Landesarchiv NRW Abteilung Westfalen
1. TERRITORIEN DES ALTEN REICHES BIS 1802/03 EINSCHLIESSLICH KIRCHEN, STIFTER, KLÖSTER, STÄDTE U. Ä.
1.2. WESTFÄLISCHE FÜRSTBISTÜMER
1.2.2. Fürstbistum Paderborn
1.2.2.3. Stifte und Klöster
Kloster Marienmünster
Kloster Marienmünster / Urkunden
B 607u, Kloster Marienmünster - Urkunden
Permalink des Findbuchs


Signatur : B 607u

Name : Kloster Marienmünster

Beschreibung :

Einleitung :

Die Stiftung des Klosters Marienmünster durch Graf Widukind von Schwalenberg wurde von diesem am 15. August 1128 bestätigt.

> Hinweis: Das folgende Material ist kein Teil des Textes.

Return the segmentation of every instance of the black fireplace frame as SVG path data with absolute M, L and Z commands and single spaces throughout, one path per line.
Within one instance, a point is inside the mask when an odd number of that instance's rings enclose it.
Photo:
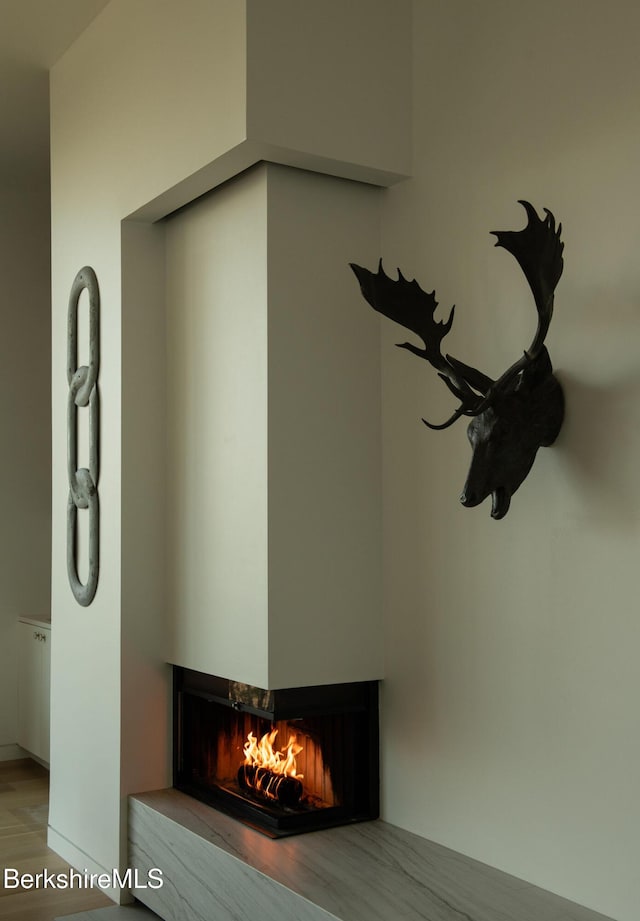
M 190 701 L 192 697 L 199 698 L 199 702 Z M 281 810 L 282 814 L 274 815 L 273 809 L 259 802 L 247 802 L 215 783 L 194 777 L 193 770 L 189 772 L 189 756 L 185 754 L 188 750 L 183 738 L 188 722 L 185 707 L 202 706 L 202 701 L 238 714 L 251 714 L 272 724 L 334 716 L 348 720 L 357 737 L 354 745 L 357 743 L 359 752 L 358 763 L 350 766 L 354 773 L 350 794 L 339 806 L 305 814 Z M 216 712 L 212 711 L 214 717 Z M 174 666 L 173 786 L 273 838 L 376 819 L 380 812 L 378 682 L 265 690 Z

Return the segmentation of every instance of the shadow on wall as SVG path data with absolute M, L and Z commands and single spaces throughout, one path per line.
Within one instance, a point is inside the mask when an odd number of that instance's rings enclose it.
M 613 384 L 559 374 L 567 413 L 553 450 L 590 518 L 636 525 L 640 519 L 640 362 Z

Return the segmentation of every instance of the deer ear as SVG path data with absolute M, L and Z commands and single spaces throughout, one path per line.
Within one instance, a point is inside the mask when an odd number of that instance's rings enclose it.
M 546 348 L 523 370 L 517 391 L 528 407 L 529 427 L 540 446 L 552 445 L 564 421 L 564 393 Z
M 539 387 L 552 375 L 551 356 L 546 346 L 543 345 L 540 353 L 524 366 L 517 389 L 533 390 L 534 387 Z

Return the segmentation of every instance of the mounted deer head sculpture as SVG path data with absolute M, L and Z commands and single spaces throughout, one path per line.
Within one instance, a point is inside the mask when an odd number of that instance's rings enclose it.
M 560 241 L 562 225 L 545 208 L 540 219 L 529 202 L 520 204 L 527 212 L 524 230 L 492 231 L 496 246 L 508 250 L 525 274 L 538 311 L 533 342 L 497 380 L 443 355 L 440 345 L 451 329 L 454 309 L 446 322 L 434 320 L 438 303 L 435 291 L 426 294 L 417 281 L 407 281 L 398 269 L 398 280 L 389 278 L 382 260 L 374 275 L 351 263 L 365 300 L 390 320 L 416 333 L 424 348 L 403 342 L 407 349 L 424 358 L 438 372 L 449 390 L 460 400 L 450 419 L 440 425 L 422 421 L 431 429 L 445 429 L 462 416 L 471 417 L 467 434 L 473 456 L 460 501 L 479 505 L 491 495 L 492 518 L 504 518 L 511 496 L 523 482 L 538 448 L 553 444 L 564 417 L 562 388 L 553 374 L 544 341 L 553 315 L 553 295 L 562 275 Z

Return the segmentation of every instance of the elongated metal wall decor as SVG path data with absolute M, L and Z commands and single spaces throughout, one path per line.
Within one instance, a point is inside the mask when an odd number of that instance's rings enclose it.
M 78 302 L 87 289 L 89 294 L 89 365 L 78 363 Z M 100 564 L 100 504 L 98 500 L 100 402 L 98 372 L 100 370 L 100 291 L 96 273 L 89 266 L 80 269 L 73 280 L 69 295 L 67 320 L 67 471 L 69 499 L 67 502 L 67 573 L 69 585 L 78 604 L 91 604 L 98 587 Z M 78 469 L 78 410 L 89 407 L 89 469 Z M 78 509 L 89 510 L 89 574 L 86 583 L 80 581 L 77 561 Z

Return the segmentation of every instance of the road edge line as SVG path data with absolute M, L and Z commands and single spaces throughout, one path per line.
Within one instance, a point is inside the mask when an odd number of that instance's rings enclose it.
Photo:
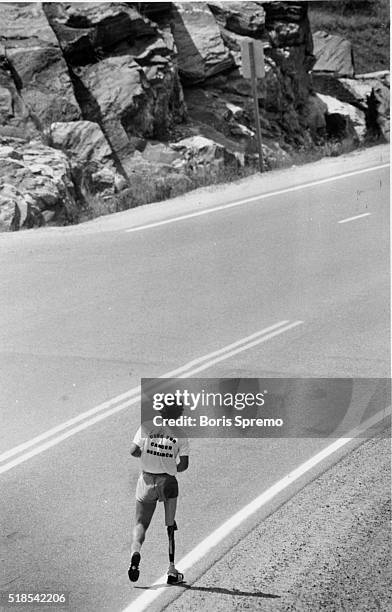
M 363 217 L 370 217 L 372 213 L 362 213 L 361 215 L 355 215 L 354 217 L 347 217 L 346 219 L 341 219 L 338 223 L 348 223 L 349 221 L 355 221 L 356 219 L 362 219 Z
M 155 221 L 153 223 L 146 223 L 144 225 L 137 225 L 136 227 L 129 227 L 124 230 L 126 234 L 130 234 L 133 232 L 141 232 L 145 229 L 152 229 L 154 227 L 160 227 L 161 225 L 168 225 L 169 223 L 177 223 L 178 221 L 183 221 L 185 219 L 192 219 L 193 217 L 201 217 L 202 215 L 208 215 L 209 213 L 218 212 L 220 210 L 226 210 L 228 208 L 235 208 L 236 206 L 244 206 L 246 204 L 252 204 L 253 202 L 257 202 L 259 200 L 265 200 L 267 198 L 272 198 L 278 195 L 284 195 L 286 193 L 291 193 L 292 191 L 300 191 L 301 189 L 309 189 L 310 187 L 316 187 L 317 185 L 323 185 L 326 183 L 331 183 L 332 181 L 339 181 L 344 178 L 350 178 L 351 176 L 357 176 L 358 174 L 366 174 L 367 172 L 373 172 L 375 170 L 382 170 L 384 168 L 389 168 L 390 163 L 380 164 L 378 166 L 372 166 L 371 168 L 363 168 L 362 170 L 353 170 L 352 172 L 346 172 L 345 174 L 338 174 L 336 176 L 327 177 L 324 179 L 319 179 L 318 181 L 310 181 L 309 183 L 304 183 L 303 185 L 294 185 L 292 187 L 287 187 L 285 189 L 279 189 L 277 191 L 270 191 L 268 193 L 262 193 L 260 195 L 251 196 L 249 198 L 244 198 L 243 200 L 237 200 L 236 202 L 229 202 L 228 204 L 220 204 L 219 206 L 214 206 L 211 208 L 206 208 L 204 210 L 198 210 L 192 213 L 187 213 L 185 215 L 178 215 L 177 217 L 171 217 L 170 219 L 164 219 L 162 221 Z

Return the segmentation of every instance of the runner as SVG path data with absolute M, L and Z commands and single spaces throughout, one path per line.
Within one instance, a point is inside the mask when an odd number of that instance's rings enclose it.
M 163 419 L 176 419 L 183 413 L 181 405 L 164 406 L 157 414 Z M 157 501 L 165 507 L 165 524 L 169 538 L 168 584 L 184 582 L 184 575 L 174 565 L 174 532 L 177 530 L 174 520 L 177 508 L 178 483 L 177 472 L 184 472 L 189 465 L 189 442 L 180 437 L 178 427 L 158 427 L 152 421 L 139 427 L 133 443 L 131 455 L 141 458 L 142 472 L 136 486 L 136 520 L 131 546 L 131 564 L 128 576 L 131 582 L 139 578 L 140 549 L 146 531 L 153 517 Z

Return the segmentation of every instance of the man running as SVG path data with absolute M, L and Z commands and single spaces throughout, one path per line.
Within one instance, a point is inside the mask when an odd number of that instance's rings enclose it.
M 177 419 L 183 407 L 164 406 L 159 411 L 162 419 Z M 140 457 L 142 472 L 136 486 L 136 520 L 131 546 L 131 564 L 128 576 L 131 582 L 139 578 L 140 549 L 153 517 L 157 501 L 165 507 L 165 524 L 169 538 L 168 584 L 184 582 L 184 575 L 174 565 L 174 520 L 177 508 L 177 472 L 184 472 L 189 465 L 189 441 L 179 437 L 178 427 L 155 426 L 152 421 L 139 427 L 131 444 L 131 455 Z M 178 461 L 177 461 L 178 460 Z

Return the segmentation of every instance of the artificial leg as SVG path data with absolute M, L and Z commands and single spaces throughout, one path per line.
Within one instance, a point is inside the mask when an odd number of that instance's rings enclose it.
M 176 569 L 174 564 L 174 556 L 176 552 L 176 546 L 174 541 L 174 532 L 177 531 L 177 524 L 174 521 L 173 525 L 169 525 L 167 528 L 167 535 L 169 538 L 169 569 L 167 572 L 167 583 L 168 584 L 180 584 L 184 582 L 184 574 L 181 574 Z

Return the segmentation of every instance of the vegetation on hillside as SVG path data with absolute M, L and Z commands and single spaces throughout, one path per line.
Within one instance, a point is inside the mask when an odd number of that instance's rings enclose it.
M 351 41 L 357 74 L 389 70 L 389 0 L 309 2 L 309 19 L 313 32 Z

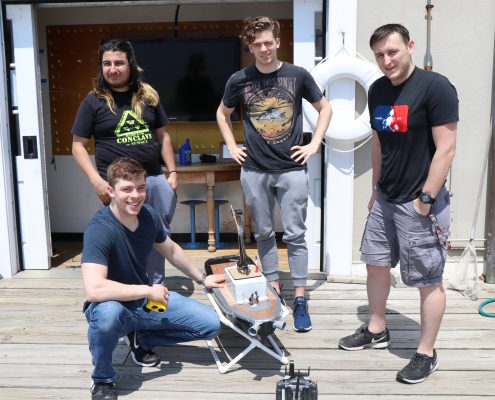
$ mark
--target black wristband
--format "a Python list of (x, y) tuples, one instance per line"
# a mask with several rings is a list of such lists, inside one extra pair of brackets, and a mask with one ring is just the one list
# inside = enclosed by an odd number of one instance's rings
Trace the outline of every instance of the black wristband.
[(203, 285), (203, 286), (204, 286), (204, 284), (205, 284), (205, 279), (206, 279), (206, 274), (203, 272), (203, 273), (201, 274), (201, 278), (200, 278), (199, 280), (197, 280), (197, 281), (196, 281), (196, 283), (197, 283), (198, 285)]

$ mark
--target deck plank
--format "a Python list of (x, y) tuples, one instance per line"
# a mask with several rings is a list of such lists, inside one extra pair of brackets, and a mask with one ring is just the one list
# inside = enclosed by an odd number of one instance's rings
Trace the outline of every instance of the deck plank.
[[(256, 400), (273, 400), (275, 395), (274, 391), (268, 393), (257, 393)], [(157, 390), (139, 390), (134, 392), (121, 391), (121, 399), (126, 400), (163, 400), (164, 392)], [(74, 400), (74, 399), (86, 399), (89, 398), (88, 391), (84, 389), (31, 389), (31, 388), (19, 388), (16, 389), (16, 399), (23, 400)], [(172, 397), (167, 397), (172, 399)], [(190, 392), (175, 392), (173, 400), (191, 400), (194, 396)], [(203, 392), (200, 397), (202, 400), (219, 400), (222, 396), (218, 393)], [(246, 393), (229, 393), (229, 400), (249, 400), (251, 397), (246, 395)], [(319, 394), (318, 400), (366, 400), (366, 399), (376, 399), (376, 396), (366, 396), (366, 395), (327, 395)], [(410, 396), (410, 395), (381, 395), (380, 400), (425, 400), (425, 396)], [(428, 396), (427, 400), (447, 400), (446, 396)], [(486, 400), (489, 399), (488, 396), (457, 396), (456, 399), (460, 400)], [(12, 400), (12, 390), (0, 388), (0, 400)], [(448, 399), (450, 400), (450, 399)]]
[[(16, 389), (16, 399), (23, 400), (52, 400), (52, 399), (60, 399), (60, 400), (74, 400), (74, 399), (86, 399), (89, 398), (87, 389), (43, 389), (39, 390), (37, 388), (17, 388)], [(273, 400), (275, 395), (273, 394), (274, 390), (269, 391), (267, 393), (257, 393), (256, 400)], [(160, 390), (139, 390), (139, 391), (121, 391), (121, 399), (126, 400), (163, 400), (164, 398), (173, 399), (173, 400), (191, 400), (195, 398), (190, 392), (174, 392), (172, 397), (164, 397), (164, 392)], [(223, 396), (219, 396), (218, 393), (210, 393), (210, 392), (202, 392), (200, 397), (202, 400), (219, 400), (222, 399)], [(225, 398), (229, 400), (249, 400), (249, 395), (246, 393), (228, 393)], [(342, 395), (342, 394), (319, 394), (318, 400), (366, 400), (366, 399), (376, 399), (375, 395), (366, 396), (366, 395)], [(380, 400), (425, 400), (425, 396), (410, 396), (410, 395), (381, 395), (379, 396)], [(447, 400), (446, 396), (439, 395), (429, 395), (427, 400)], [(486, 400), (489, 399), (488, 396), (457, 396), (456, 399), (460, 400)], [(0, 400), (12, 400), (12, 390), (11, 389), (3, 389), (0, 388)], [(450, 400), (450, 399), (449, 399)]]
[[(160, 368), (115, 366), (116, 384), (121, 391), (160, 390), (167, 398), (175, 392), (189, 392), (192, 398), (203, 392), (218, 393), (228, 398), (229, 393), (274, 393), (281, 373), (273, 369), (239, 369), (219, 375), (213, 368), (184, 368), (180, 363), (161, 365)], [(0, 364), (0, 387), (28, 388), (87, 388), (91, 368), (81, 365), (25, 365), (22, 374), (8, 365)], [(439, 370), (421, 385), (403, 385), (395, 382), (395, 370), (312, 370), (312, 378), (318, 382), (319, 393), (326, 395), (488, 395), (493, 384), (493, 371), (443, 371)], [(359, 384), (356, 378), (359, 376)], [(141, 393), (142, 394), (142, 393)], [(273, 394), (272, 394), (273, 396)]]
[[(289, 300), (291, 283), (287, 273), (282, 275)], [(387, 303), (389, 349), (346, 352), (337, 348), (337, 342), (366, 322), (366, 287), (327, 282), (318, 273), (310, 278), (313, 330), (295, 333), (289, 316), (287, 329), (277, 331), (276, 336), (296, 368), (311, 366), (319, 400), (494, 398), (495, 320), (479, 316), (481, 300), (472, 302), (457, 292), (447, 292), (447, 311), (437, 342), (439, 371), (420, 385), (402, 385), (395, 381), (395, 374), (408, 362), (419, 339), (417, 290), (392, 288)], [(207, 303), (200, 288), (180, 274), (172, 274), (168, 285)], [(482, 292), (480, 299), (493, 295)], [(92, 365), (83, 302), (78, 268), (25, 271), (0, 280), (0, 400), (90, 397)], [(232, 353), (247, 344), (230, 330), (220, 339)], [(162, 358), (160, 367), (140, 368), (130, 360), (127, 346), (118, 346), (113, 363), (120, 398), (249, 400), (255, 396), (256, 400), (272, 400), (276, 382), (283, 376), (284, 367), (259, 350), (224, 375), (218, 373), (204, 341), (155, 350)]]

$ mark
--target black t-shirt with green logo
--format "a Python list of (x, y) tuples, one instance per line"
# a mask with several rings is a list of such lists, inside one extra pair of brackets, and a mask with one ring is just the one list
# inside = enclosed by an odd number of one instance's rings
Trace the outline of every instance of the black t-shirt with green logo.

Die ersten Mönche stammten aus der Abtei Corvey. Die Äbte besaßen im 13. Jh. die Aufsicht über die benachbarten Nonnenklöster Gehrden (Findbuch A 275) und Willebadessen (Findbuch A 287). Marienmünster trat 1480 der Bursfelder Kongregation bei. Mehrere in dieser Zeit entstandene Kopiare dienten der Verwaltung der jetzt florierenden Klosterwirtschaft. Während das Kloster in der Reformationszeit trotz eines evangelisch gewordenen adligen Umfelds weitgehend unbeschadet blieb und sich nach den Zerstörungen des Dreißigjährigen Kriegs wirtschaftlich und geistlich konsolidieren konnte, führte der Siebenjährige Krieg zu materiellem und seelsorgerischem Niedergang. Das Kloster Marienmünster wurde im Zuge der Säkularisation 1803 aufgehoben.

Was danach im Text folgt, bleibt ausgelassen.